The real impact of chemistry is impossible to gauge and even more difficult to assign a dollar value. Regardless, Milan Lucic was just one of the players Chiarelli re-upped to a deal many questioned when they heard of it. For the 2013 season, Lucic will play the final year under his deal that pays him a shade more than $4 million annually. Next season, he begins the first under the three-year, $18 million contract he signed in September.
It's easy to forget that No. 17, despite five full seasons in the NHL, is still just 24 years old. Even now, he isn't quite the finished product he will be -- few 24-year-old players are. Ultimately, that's what Chiarelli counted on when he made Lucic the highest-paid Bruins forward. Last season, Lucic scored 26 goals and assisted on a career-high 35. A 61-point season is hardly a down year for any player. However, if Chiarelli insists on giving Lucic money earned by the game's most dynamic players, the winger must be that kind of player.

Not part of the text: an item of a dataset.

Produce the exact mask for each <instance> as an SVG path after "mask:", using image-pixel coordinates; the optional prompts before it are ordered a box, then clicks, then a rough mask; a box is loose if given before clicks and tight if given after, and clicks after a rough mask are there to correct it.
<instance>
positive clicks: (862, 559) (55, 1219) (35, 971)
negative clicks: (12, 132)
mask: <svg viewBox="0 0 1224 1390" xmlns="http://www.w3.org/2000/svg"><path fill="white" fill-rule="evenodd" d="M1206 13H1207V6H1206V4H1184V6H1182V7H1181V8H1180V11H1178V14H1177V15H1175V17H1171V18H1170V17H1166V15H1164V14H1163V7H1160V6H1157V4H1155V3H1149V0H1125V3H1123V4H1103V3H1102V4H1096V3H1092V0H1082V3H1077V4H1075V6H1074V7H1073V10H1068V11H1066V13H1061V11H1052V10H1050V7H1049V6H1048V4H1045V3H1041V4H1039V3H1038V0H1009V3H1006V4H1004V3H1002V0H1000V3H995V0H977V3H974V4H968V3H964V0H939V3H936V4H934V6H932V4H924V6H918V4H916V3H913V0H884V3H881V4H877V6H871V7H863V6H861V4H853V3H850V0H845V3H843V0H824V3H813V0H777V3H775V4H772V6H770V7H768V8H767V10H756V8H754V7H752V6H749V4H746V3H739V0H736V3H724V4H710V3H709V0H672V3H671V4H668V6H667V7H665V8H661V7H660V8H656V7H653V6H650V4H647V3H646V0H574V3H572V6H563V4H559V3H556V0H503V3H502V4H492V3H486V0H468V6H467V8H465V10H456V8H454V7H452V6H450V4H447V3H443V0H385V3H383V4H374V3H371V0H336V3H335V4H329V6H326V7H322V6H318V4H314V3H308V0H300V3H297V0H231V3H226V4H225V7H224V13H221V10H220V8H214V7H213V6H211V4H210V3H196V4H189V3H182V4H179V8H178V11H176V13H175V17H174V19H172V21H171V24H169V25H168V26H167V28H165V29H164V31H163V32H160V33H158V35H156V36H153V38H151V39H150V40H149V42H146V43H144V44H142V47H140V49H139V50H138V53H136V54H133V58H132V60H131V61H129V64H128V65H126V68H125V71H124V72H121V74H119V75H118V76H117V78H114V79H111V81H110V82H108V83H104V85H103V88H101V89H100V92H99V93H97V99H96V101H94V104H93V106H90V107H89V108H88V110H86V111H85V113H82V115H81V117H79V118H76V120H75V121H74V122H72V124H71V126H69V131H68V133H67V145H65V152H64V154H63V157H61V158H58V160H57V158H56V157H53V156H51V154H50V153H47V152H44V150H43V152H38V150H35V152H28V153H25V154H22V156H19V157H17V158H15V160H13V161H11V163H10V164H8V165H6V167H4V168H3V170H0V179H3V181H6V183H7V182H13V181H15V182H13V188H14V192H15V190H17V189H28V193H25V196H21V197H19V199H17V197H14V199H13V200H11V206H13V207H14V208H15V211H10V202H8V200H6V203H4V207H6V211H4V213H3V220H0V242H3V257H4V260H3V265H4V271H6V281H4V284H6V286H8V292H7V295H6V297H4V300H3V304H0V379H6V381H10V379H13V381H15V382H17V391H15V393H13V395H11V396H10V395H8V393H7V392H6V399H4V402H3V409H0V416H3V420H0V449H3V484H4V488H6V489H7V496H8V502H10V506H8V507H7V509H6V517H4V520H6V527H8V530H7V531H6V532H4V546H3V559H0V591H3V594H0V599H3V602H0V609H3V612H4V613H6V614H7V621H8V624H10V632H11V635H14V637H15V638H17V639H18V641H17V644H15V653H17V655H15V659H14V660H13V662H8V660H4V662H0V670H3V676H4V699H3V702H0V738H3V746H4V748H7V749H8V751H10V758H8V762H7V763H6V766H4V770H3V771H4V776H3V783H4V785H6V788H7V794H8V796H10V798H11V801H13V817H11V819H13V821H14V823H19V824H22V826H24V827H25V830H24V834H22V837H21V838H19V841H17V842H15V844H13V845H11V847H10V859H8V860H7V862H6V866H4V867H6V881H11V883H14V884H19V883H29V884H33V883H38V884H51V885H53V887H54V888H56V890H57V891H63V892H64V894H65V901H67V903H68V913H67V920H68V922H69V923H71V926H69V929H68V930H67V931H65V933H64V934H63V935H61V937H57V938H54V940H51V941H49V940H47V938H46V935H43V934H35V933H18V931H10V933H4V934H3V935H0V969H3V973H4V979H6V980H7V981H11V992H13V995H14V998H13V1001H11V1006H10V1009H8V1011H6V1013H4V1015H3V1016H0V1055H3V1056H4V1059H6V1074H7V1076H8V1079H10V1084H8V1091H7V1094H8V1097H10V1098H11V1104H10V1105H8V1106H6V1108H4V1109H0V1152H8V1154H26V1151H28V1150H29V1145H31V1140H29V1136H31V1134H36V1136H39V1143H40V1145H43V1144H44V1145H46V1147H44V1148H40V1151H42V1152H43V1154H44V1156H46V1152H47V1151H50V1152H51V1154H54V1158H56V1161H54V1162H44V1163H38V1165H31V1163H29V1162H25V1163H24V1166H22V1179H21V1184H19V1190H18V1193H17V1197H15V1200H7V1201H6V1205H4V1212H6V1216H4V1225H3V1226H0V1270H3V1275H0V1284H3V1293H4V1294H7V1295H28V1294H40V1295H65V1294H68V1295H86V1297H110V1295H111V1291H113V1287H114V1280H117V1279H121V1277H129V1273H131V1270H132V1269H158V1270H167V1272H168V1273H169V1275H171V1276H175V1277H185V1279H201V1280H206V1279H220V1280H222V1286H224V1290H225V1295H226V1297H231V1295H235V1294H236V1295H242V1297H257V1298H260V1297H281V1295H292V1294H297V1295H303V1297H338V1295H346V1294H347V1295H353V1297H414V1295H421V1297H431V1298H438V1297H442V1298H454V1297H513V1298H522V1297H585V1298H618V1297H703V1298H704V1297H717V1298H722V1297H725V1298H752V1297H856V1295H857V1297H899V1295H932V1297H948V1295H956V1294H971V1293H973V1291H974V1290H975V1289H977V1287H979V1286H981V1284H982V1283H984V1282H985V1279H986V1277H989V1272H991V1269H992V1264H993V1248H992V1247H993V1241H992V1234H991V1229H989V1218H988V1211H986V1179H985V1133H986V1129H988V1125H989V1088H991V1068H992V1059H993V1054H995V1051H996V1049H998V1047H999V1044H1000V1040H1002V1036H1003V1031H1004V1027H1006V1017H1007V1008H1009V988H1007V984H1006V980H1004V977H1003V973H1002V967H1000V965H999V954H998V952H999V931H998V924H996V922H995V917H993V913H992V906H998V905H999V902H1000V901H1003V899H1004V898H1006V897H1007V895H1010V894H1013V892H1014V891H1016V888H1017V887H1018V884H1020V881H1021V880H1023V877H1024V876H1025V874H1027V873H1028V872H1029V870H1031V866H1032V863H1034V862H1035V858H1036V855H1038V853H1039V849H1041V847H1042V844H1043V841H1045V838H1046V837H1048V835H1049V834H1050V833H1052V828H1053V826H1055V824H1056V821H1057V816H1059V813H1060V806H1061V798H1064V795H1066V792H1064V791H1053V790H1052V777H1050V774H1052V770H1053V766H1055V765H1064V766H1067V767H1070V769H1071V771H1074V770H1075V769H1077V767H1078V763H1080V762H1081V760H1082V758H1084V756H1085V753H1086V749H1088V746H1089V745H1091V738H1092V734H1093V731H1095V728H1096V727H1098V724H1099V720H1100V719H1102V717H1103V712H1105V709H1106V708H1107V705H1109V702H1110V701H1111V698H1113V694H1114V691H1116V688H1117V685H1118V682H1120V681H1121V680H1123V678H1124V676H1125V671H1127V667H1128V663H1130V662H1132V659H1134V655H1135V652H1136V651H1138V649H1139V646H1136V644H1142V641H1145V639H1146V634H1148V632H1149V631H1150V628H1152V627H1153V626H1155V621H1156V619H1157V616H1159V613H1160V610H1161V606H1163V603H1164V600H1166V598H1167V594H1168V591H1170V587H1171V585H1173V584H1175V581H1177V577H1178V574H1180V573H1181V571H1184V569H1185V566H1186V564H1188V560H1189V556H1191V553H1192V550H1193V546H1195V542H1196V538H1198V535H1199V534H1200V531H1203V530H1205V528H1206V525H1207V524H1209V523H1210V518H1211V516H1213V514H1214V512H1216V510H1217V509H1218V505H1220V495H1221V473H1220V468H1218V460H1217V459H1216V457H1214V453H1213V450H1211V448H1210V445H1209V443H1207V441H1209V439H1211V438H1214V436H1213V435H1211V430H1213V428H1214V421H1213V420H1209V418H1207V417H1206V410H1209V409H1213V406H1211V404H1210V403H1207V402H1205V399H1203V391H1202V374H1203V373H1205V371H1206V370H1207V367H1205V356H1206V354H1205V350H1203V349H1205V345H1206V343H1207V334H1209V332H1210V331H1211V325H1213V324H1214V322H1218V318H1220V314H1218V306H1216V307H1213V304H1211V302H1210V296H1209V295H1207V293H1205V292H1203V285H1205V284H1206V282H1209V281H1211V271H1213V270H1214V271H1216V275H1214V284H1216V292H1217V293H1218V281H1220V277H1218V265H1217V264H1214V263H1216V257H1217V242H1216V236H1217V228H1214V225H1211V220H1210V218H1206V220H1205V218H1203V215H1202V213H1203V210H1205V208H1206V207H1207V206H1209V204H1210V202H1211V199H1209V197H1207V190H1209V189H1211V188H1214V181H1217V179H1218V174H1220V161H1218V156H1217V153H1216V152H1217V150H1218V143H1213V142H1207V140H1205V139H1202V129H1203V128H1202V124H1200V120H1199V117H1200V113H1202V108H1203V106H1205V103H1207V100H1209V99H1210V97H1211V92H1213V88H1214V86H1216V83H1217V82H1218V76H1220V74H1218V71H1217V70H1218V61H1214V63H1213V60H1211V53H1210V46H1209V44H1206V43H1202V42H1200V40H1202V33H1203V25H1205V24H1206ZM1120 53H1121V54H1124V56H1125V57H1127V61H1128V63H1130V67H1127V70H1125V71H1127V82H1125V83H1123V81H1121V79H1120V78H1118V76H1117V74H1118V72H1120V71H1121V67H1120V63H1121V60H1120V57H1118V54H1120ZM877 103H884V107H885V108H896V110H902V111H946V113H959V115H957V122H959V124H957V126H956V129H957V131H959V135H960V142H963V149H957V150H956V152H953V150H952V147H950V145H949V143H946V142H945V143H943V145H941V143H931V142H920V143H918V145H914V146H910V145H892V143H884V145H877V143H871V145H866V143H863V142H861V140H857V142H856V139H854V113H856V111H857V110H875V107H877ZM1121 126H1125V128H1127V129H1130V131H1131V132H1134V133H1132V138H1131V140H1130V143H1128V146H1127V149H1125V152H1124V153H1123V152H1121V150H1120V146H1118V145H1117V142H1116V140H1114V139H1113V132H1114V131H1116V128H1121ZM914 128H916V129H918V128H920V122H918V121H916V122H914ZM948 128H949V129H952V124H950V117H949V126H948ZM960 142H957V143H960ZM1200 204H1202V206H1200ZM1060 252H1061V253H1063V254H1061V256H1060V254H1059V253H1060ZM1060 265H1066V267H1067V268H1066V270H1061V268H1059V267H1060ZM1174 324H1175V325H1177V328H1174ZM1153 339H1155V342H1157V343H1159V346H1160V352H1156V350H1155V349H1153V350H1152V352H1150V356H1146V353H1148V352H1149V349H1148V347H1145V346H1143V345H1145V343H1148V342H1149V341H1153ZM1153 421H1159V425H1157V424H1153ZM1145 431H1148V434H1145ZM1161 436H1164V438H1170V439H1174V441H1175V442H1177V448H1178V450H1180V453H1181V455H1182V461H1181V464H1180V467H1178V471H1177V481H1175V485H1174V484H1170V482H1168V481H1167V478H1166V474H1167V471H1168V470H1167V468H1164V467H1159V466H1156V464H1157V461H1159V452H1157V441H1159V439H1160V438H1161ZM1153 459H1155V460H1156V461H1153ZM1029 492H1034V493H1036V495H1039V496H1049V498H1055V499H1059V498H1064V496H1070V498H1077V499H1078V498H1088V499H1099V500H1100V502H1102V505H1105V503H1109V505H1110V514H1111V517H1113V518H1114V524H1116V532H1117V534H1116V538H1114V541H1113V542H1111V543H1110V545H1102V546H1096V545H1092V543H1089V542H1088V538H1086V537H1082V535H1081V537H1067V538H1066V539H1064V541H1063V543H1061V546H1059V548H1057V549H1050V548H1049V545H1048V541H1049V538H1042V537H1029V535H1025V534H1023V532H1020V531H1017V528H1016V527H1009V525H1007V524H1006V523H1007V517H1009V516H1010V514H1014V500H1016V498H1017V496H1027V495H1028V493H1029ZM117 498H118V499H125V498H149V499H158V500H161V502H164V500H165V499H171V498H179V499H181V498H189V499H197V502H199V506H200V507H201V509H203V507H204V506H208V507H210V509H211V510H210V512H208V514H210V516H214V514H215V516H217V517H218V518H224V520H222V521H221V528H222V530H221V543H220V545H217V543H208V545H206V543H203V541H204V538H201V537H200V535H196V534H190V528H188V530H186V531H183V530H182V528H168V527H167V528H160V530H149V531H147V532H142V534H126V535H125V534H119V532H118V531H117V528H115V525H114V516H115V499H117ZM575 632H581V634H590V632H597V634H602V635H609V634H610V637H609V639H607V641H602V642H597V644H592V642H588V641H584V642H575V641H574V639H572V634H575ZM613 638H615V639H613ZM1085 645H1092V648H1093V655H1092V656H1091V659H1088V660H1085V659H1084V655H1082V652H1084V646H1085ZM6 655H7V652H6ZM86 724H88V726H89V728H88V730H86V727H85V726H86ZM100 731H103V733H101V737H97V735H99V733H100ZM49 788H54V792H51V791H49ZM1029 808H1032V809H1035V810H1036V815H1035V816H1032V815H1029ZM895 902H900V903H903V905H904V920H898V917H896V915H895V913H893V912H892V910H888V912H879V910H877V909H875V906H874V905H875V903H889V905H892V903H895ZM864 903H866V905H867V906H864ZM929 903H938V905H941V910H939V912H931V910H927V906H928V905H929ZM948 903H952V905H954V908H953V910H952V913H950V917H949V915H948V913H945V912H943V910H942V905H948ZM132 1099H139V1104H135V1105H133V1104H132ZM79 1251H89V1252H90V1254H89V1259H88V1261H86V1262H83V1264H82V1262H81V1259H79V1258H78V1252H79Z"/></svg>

The most recent memory of Lucic for many Bruins fans is his forgettable seven-game performance against Washington in last season's players. The lone image of Lucic that resonates these 10 months later is Washington defenseman Karl Alzner mocking him as "crybaby" following a scrum. More noteworthy was Lucic standing idly by on the shot that preceded the scrum, allowing Braden Holtby to make the easiest save of his life on a Bruins' rush. Lucic finished the series without a goal. He assisted on three and was even a plus-2 for the series. Still, a first-line winger, seeing more than 20 minutes of ice time in a contested, seven-game playoff series needs to score goals. A year earlier, Lucic wasn't exactly otherwordly during the Bruins' run to a championship. However, the intangible element that Chiarelli insists on overpaying to keep was present through the tournament.
Looking ahead to Saturday and the 47 games to follow, Lucic's intangibles and grit and everything else Don Cherry says Canadian kids have won't be enough. Even with the comedy that results from every Northeast division team trying to fit some terrible giant into their lineup to deal with Lucic, he simply must be better this season.
Naturally, his choice to remain in Boston during the lockout has caused some to worry about his conditioning. The personal decision to stay here was likely due to expecting his first child, who was born on Thursday. Claude Julien and Bruins management seem generally pleased with the team's overall conditioning, so rumors about the winger being out of shape have likely been exaggerated. Either way, there isn't time for excuses given the compressed schedule. The return of Nathan Horton and the further development of Tyler Seguin should give the offense and power play a lift. It's Lucic, though, that can transform the Bruins' top six into one of the league's best. There just aren't many players who can impact a game as well he can. Moreover, there are even fewer defensemen that can a player like Lucic.
His problems come when he takes himself out of the positions in which he excels. Like we saw against Washington in the playoffs, Lucic's wandering and occasional spell of timid play deem him entirely ineffective. During the postseason, few teams are as willing to engage Lucic physically as they are during the regular season. His physical presence seems to disappear entirely when this happens. Loafing near the net, instead firmly battling in front of it, rarely results in the same scoring chances for Lucic in the Bruins. Given his age, the idea that Lucic is still finding himself as an NHL player is well received. Disappearing entirely during the playoffs is simply unacceptable.
These stretches come for most players, and it's impossible to make the best decisions every shift. When you sign an extension that pays you $6 million annually, though, people expect the right decision to come more than not.